Neuroleptic malignant syndrome
| Neuroleptic malignant syndrome | |
|---|---|
| Haloperidol, a known cause of NMS | |
| Specialty | Critical care medicine, neurology, psychiatry, emergency medicine | 
| Symptoms | High fever, confusion, rigid muscles, variable blood pressure, sweating | 
| Complications | Rhabdomyolysis, high blood potassium, kidney failure, seizures | 
| Usual onset | Within a few weeks or days | 
| Causes | Antipsychotic medication | 
| Risk factors | Dehydration, agitation, catatonia | 
| Diagnostic method | Based on symptoms in someone who has started on antipsychotics within the last month | 
| Differential diagnosis | Heat stroke, malignant hyperthermia, serotonin syndrome, lethal catatonia | 
| Treatment | Stopping the offending medication, rapid cooling, starting other medications | 
| Medication | Dantrolene, bromocriptine, diazepam | 
| Prognosis | 10–15% risk of death | 
| Frequency | 15 per 100,000 per year (on neuroleptics) | 
Neuroleptic malignant syndrome (NMS) is a rare but life-threatening reaction that can occur in response to antipsychotics (neuroleptic) or other drugs that block the effects of dopamine. Symptoms include high fever, confusion, rigid muscles, variable blood pressure, sweating, and fast heart rate. Complications may include muscle breakdown (rhabdomyolysis), high blood potassium, kidney failure, or seizures.
Any medications within the family of antipsychotics can cause the condition, though typical antipsychotics appear to have a higher risk than atypicals, specifically first generation antipsychotics like haloperidol. Onset is often within a few weeks of starting the medication but can occur at any time.
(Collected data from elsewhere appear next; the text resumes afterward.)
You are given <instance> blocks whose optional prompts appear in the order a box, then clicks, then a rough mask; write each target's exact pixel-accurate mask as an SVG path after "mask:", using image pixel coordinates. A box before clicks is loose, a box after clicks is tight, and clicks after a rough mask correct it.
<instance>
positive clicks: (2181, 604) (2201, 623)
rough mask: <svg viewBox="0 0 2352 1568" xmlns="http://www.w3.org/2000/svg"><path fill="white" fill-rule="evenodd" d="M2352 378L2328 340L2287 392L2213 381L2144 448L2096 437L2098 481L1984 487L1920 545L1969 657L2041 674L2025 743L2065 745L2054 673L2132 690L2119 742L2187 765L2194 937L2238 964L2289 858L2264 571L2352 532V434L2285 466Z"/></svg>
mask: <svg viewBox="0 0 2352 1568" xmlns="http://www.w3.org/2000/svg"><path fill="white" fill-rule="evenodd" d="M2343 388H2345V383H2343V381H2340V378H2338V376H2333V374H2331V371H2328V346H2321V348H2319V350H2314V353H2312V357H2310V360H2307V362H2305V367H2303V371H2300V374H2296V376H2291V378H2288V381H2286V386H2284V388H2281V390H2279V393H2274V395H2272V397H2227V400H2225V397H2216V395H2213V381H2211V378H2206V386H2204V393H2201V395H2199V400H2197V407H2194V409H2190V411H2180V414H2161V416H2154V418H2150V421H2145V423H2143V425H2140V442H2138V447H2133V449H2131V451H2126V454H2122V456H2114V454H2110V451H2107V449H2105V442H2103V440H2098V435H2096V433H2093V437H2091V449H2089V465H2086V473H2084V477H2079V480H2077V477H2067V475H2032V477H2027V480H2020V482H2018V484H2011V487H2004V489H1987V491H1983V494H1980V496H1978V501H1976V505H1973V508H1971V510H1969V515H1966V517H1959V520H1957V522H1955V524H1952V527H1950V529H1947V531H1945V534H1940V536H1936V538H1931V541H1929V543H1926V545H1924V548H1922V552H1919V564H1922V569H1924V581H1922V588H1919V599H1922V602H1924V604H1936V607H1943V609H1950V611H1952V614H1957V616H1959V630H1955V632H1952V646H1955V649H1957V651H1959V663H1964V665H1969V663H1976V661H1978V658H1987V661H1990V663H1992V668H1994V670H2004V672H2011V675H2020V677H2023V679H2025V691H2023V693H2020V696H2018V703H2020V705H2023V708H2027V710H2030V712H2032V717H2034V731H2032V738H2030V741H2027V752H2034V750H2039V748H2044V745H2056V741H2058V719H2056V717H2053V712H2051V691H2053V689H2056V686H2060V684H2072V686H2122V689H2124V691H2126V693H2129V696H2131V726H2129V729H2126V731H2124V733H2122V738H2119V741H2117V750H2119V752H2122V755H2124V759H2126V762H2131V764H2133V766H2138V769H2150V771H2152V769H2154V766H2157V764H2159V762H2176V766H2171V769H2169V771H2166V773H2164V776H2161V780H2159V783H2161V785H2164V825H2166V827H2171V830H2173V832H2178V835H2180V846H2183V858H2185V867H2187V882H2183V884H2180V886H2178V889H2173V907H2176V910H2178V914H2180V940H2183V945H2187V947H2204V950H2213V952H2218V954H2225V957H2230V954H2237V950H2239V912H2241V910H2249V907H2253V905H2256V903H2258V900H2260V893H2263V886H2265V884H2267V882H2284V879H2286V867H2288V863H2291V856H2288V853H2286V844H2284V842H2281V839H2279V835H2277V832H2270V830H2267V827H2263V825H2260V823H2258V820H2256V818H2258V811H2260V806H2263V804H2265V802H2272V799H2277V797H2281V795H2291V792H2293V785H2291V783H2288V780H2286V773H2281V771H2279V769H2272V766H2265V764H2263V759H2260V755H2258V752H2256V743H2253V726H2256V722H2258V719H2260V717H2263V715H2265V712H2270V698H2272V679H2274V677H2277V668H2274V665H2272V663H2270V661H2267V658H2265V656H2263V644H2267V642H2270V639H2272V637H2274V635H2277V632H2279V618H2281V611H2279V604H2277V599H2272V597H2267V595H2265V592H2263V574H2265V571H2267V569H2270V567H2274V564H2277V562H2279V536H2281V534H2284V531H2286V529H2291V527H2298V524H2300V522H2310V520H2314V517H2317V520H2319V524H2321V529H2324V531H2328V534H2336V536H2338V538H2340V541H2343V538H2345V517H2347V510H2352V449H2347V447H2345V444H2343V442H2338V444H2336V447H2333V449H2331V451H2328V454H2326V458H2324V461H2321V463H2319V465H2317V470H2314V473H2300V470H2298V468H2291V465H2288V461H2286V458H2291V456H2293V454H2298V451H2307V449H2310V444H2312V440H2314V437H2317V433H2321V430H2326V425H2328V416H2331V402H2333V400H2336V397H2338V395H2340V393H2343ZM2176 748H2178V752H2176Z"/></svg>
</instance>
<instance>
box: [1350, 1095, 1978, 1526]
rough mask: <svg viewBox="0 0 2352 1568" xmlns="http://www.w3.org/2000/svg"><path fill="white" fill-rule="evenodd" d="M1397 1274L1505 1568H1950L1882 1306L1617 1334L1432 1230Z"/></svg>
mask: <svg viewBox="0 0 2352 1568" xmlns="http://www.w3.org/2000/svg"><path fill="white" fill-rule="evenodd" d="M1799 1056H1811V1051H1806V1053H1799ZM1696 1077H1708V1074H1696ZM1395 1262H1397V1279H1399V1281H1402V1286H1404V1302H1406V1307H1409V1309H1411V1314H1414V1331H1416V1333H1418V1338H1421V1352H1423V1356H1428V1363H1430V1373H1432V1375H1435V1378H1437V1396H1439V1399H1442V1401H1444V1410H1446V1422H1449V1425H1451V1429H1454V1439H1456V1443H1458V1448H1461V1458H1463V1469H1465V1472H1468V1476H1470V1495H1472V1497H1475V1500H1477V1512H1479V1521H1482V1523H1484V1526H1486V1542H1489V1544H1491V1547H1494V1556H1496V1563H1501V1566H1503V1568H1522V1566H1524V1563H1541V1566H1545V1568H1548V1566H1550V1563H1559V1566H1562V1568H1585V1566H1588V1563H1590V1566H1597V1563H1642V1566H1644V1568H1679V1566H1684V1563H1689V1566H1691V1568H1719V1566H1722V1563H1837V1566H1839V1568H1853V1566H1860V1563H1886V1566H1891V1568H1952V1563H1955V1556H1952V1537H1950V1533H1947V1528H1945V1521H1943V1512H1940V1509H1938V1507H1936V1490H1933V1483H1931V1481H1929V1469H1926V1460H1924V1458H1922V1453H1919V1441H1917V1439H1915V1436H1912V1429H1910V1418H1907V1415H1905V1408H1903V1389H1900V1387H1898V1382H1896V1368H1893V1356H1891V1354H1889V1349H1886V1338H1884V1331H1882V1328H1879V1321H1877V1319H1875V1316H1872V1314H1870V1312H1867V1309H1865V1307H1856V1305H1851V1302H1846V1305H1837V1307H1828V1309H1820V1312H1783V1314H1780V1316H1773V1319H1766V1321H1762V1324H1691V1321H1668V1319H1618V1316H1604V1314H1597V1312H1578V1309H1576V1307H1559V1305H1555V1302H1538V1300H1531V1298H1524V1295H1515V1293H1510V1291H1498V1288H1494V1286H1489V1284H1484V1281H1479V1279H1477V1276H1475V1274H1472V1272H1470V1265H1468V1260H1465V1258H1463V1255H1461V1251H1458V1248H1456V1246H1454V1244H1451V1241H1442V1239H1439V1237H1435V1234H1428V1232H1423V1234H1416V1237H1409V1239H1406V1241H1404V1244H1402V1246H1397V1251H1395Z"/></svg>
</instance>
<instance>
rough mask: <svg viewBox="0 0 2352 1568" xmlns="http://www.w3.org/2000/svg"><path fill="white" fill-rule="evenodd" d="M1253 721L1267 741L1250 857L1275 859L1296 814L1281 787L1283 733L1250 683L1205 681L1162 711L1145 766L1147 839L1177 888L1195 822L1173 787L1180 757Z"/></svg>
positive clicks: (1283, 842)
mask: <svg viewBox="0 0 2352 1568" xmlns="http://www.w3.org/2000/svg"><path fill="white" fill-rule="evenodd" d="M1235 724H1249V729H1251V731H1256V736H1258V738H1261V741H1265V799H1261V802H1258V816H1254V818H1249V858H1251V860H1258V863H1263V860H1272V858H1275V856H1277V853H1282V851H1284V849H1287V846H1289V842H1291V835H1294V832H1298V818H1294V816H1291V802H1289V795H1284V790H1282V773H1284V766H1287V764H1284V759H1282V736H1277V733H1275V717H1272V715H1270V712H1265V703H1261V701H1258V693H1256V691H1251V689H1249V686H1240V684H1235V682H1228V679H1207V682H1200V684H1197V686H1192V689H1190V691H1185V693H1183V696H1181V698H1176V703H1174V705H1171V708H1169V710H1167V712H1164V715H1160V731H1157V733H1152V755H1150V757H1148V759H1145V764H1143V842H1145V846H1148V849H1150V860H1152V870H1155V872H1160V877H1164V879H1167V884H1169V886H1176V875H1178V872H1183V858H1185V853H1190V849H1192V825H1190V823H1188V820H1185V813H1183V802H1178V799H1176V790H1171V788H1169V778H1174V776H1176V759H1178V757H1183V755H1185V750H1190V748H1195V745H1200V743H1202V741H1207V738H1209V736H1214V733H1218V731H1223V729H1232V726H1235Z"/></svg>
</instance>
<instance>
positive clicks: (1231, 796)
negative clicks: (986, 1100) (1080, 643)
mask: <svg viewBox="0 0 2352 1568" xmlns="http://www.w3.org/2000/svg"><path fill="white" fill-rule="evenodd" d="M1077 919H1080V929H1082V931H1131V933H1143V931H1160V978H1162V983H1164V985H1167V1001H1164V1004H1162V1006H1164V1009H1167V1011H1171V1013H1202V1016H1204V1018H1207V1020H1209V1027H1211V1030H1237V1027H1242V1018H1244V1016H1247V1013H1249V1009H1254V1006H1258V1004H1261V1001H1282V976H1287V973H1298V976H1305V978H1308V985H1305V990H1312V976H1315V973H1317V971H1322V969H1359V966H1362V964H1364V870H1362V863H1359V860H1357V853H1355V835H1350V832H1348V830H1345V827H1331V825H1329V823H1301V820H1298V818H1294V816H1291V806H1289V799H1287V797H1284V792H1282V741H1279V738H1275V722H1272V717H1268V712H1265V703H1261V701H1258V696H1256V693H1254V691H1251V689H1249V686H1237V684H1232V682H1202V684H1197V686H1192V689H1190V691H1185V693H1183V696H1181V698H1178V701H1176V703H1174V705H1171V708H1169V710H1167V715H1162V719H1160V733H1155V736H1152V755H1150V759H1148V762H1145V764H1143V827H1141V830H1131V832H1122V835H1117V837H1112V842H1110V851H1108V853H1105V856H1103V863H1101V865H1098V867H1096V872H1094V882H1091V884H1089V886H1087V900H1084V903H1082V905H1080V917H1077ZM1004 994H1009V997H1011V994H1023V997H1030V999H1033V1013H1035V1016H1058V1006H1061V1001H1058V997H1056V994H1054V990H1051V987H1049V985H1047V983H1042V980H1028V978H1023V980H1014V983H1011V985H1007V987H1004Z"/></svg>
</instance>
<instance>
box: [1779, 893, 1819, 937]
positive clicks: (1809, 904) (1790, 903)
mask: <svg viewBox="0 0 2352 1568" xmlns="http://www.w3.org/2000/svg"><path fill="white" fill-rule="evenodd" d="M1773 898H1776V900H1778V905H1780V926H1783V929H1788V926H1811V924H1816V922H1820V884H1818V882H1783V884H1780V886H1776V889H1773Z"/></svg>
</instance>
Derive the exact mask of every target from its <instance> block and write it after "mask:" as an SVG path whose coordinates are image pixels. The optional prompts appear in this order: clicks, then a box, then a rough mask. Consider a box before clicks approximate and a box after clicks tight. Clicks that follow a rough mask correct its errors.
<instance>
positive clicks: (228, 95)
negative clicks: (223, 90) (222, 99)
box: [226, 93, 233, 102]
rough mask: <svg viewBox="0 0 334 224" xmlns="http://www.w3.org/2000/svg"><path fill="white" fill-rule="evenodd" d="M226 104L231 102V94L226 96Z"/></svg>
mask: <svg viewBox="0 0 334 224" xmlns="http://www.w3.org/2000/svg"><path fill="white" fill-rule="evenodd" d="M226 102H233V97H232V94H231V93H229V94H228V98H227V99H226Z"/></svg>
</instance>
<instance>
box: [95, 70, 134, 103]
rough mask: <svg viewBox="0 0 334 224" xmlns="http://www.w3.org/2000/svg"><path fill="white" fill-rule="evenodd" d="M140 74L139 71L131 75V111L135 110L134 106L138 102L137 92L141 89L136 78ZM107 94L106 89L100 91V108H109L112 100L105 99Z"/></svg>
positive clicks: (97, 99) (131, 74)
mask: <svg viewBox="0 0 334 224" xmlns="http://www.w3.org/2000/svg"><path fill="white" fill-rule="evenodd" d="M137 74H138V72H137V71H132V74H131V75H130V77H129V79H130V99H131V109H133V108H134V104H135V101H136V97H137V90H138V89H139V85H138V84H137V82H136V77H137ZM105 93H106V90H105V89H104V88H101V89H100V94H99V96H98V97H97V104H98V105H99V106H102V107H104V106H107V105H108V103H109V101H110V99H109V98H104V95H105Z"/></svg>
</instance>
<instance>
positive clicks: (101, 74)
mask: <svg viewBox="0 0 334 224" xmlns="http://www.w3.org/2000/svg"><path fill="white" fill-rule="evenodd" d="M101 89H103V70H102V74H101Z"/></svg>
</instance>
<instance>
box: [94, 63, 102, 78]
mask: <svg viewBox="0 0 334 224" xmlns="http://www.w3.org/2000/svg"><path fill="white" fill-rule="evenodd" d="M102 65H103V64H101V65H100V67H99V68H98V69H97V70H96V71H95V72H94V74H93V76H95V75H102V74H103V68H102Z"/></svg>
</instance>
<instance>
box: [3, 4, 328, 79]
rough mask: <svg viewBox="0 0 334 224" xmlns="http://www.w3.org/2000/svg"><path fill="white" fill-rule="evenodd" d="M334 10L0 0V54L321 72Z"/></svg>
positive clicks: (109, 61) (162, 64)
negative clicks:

Risk factors include dehydration, agitation, and catatonia.
Rapidly decreasing the use of levodopa or other dopamine agonists, such as pramipexole, may also trigger the condition. The underlying mechanism involves blockage of dopamine receptors. Diagnosis is based on symptoms.
Management includes stopping the triggering medication, rapid cooling, and starting other medications. Medications used include dantrolene, bromocriptine, and diazepam. The risk of death among those affected is about 10%. Rapid diagnosis and treatment is required to improve outcomes. Many people can eventually be restarted on a lower dose of antipsychotic.
As of 2011, about 15 per 100,000 (0.015%) patients in psychiatric hospitals on antipsychotics are affected per year. In the second half of the 20th century rates were over 100 times higher at about 2% (2,000 per 100,000). Males appear to be more often affected than females. The condition was first described in 1956.